Webster’s dictionary defines integrity simply as wholeness, but I would like to propose that Webster’s definition is incomplete. There are a great many things on this planet, many of them manmade, which we consider to be “whole,” but are not actually of sound integrity. For example, buildings that are hastily put together, with all their parts intact, are often perceived as “whole,” but as soon as an earthquake, flood, or even natural aging comes into play, the structure crumbles.

I would like to augment Webster’s definition of wholeness with a key action:  “Integrity is wholeness tested under pressure.” The Bible talks about integrity nine times; three of these are in Proverbs, one is in Psalms, and one is in 1st Kings. The remaining four mentions of integrity are in the book of Job, which is known by many as both the oldest and the least inspiring book of the Bible due to the sufferings and agony of the title character.

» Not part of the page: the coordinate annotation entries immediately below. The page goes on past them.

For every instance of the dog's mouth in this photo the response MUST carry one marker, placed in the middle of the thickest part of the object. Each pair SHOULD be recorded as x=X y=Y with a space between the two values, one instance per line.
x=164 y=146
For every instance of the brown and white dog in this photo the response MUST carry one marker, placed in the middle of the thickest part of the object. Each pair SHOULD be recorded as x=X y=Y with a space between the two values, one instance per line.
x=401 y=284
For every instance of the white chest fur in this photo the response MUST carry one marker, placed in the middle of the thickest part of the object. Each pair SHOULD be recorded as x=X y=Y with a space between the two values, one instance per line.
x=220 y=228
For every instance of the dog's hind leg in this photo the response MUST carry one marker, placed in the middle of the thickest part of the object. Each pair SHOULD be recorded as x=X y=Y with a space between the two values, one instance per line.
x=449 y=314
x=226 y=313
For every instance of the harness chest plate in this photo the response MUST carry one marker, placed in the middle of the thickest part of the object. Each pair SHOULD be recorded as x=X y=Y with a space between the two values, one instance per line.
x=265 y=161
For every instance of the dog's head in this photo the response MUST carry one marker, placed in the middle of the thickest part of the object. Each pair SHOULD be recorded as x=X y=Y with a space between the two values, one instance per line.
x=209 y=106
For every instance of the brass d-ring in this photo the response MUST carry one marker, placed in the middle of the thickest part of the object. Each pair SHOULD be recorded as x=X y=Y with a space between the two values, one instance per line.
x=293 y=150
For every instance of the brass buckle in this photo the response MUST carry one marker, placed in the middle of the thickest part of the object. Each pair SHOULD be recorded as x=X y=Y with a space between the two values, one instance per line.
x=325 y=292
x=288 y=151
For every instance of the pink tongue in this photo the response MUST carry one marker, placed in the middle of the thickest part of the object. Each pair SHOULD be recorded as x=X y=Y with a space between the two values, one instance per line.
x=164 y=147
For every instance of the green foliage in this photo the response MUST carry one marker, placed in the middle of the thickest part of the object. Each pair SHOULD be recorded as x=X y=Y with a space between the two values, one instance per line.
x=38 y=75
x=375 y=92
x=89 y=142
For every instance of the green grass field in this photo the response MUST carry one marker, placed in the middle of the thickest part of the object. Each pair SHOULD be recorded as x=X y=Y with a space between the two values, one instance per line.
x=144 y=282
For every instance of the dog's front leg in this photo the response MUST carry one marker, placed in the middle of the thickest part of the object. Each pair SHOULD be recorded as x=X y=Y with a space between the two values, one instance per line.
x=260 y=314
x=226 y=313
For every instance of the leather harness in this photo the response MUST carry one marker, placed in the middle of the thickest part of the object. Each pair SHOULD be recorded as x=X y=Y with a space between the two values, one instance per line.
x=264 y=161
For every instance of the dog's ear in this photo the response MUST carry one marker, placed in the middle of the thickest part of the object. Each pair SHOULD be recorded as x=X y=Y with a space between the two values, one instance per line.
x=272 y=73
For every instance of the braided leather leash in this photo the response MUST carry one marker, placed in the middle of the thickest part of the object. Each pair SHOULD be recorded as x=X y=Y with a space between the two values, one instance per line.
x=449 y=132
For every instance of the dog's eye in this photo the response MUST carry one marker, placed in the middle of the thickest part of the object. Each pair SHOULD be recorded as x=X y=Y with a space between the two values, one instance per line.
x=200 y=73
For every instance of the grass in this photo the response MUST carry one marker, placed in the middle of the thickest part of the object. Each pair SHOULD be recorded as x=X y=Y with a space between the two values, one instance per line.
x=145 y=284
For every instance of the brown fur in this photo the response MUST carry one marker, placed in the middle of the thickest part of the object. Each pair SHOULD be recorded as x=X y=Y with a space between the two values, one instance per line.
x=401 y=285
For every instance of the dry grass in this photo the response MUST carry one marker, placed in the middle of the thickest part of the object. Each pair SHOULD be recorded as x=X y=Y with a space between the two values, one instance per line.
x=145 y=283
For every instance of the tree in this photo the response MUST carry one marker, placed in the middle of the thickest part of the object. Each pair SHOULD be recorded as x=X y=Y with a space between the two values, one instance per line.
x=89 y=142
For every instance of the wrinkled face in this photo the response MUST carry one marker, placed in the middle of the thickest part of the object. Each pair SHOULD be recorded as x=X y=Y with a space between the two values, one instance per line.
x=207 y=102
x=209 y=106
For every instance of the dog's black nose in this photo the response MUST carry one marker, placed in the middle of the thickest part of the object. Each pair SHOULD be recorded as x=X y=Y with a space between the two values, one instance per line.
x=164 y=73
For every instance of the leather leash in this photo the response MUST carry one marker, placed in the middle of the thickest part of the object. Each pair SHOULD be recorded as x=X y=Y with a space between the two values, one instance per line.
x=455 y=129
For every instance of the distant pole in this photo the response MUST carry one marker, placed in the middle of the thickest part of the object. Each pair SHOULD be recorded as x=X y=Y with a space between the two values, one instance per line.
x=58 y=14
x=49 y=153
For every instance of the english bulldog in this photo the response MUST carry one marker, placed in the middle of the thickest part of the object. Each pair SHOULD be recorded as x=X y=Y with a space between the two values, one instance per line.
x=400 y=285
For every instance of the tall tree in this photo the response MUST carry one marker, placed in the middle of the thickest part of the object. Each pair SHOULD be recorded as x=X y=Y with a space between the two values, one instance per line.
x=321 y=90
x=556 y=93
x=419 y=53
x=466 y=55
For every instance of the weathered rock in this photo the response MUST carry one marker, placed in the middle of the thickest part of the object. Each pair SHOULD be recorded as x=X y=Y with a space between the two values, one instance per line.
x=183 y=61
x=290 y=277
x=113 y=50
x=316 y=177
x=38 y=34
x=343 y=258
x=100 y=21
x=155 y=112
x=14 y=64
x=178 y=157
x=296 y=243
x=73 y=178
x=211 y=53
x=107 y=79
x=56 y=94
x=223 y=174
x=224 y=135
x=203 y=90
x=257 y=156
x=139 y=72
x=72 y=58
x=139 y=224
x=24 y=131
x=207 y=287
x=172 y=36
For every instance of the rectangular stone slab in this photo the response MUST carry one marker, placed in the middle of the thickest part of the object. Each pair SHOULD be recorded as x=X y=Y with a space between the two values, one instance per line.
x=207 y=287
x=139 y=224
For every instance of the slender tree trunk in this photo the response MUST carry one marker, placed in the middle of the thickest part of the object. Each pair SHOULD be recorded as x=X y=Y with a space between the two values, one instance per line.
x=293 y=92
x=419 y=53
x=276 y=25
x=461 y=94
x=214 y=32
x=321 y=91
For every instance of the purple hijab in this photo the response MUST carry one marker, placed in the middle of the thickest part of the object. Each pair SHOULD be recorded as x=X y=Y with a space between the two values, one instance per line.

The book of Job begins with this: “There once was a man named Job who lived in the land of Uz. He was blameless—a man of complete integrity.” The stage of the book of Job is set by a meeting of God and “the accuser,” Satan. God proudly points out to Satan that Job is, as mentioned before, a man of complete integrity. Satan scoffs and says that Job has never been given a reason not to act in integrity, so why should he be acting otherwise? “You have always put a wall of protection around him and his home and his property,” Satan retorts. “Look how rich he is! But reach out and take away everything he has, and he will surely curse you to your face!

God gives Satan permission to test Job’s integrity, and the book proceeds with Job being robbed of everything he has, from his wealth to his family, and eventually his health. The Bible reports that Job never failed in his integrity by cursing God; the morals and standards he had upheld for himself in times of prosperity stood true in times of great testing when he was stripped of everything but his heart.

Integrity is not something that can be measured or evaluated when there is nothing at stake. You can’t gauge the integrity of a ship’s hull if it is not being tossed about at sea or scraping up against icebergs. Likewise, the only way to tell the integrity of a man is if you take the person that he claims to be in his comfort zone and put him under immense pressure. The man will either conquer the testing and be proven pure, or will crumble under the pressure and be reduced to the basic essence of his humanity.

Integrity is who you are behind the scenes, when all the masks come off and nobody is watching you. When it’s just you and the silence, and you don’t have to put on a façade for anybody. The test of your integrity comes in secret, where nobody is around to applaud you if you succeed, or cheer you on even if you fail.